Introduction: Objects in the universe are composed of matter. Matter is anything that takes up space and has mass. Matter is classified as a substance or amixture or substances. Knowledge of the structure of amtter is essential to students' understanding of the living and physical environents. Matter is composed of elements, which are made of small particles called atoms. All living and non-living material is composed of these elements or combinations of these elements.
Key Idea 4:
Energy exists in many forms, and when these forms change energy is conserved.
Introduction: An underlying principle of all energy use is the Law of Consrvsation of energy. Simply stated, energy cannot be created or destroyed. Energy can be transformed, one form to another.
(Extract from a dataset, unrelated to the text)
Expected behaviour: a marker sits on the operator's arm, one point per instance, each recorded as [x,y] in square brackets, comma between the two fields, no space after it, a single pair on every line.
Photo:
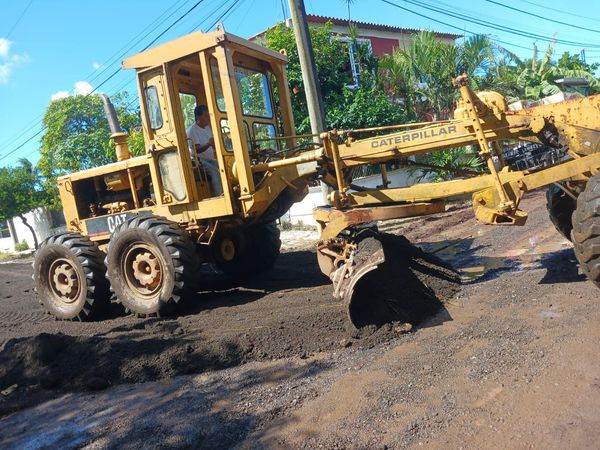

These transformations produce heat energy. Heat energy is a calculated value, which includes the temperature change of the material, the mass of the material, and the type of material. Temperature is a direct measurement of the average kinetic energy of the particles in a sample of material. It should be noted that temperature is not a measurement of heat.
Key Idea 5:
Energy and Matter interact through forces that result in changes in motion.
Introduction: Examples of objects in motion can be seen all around us. These motions result from an interaction of energy and matter. This interaction creates forces (pushes and pulls), that produce predictable patterns of change. Common forces would include gravity, magnetism, and electricity. Friction is a force that should always be considered in a discussion of motion.
When the forces acting on an object are unbalanced, changes in that object's motion occur. The changes could include a change in speed or a change in direction. When the forces are balanced, the motion of that object will remain unchanged. Understanding the laws that govern motion allow as to predict these changes in motion.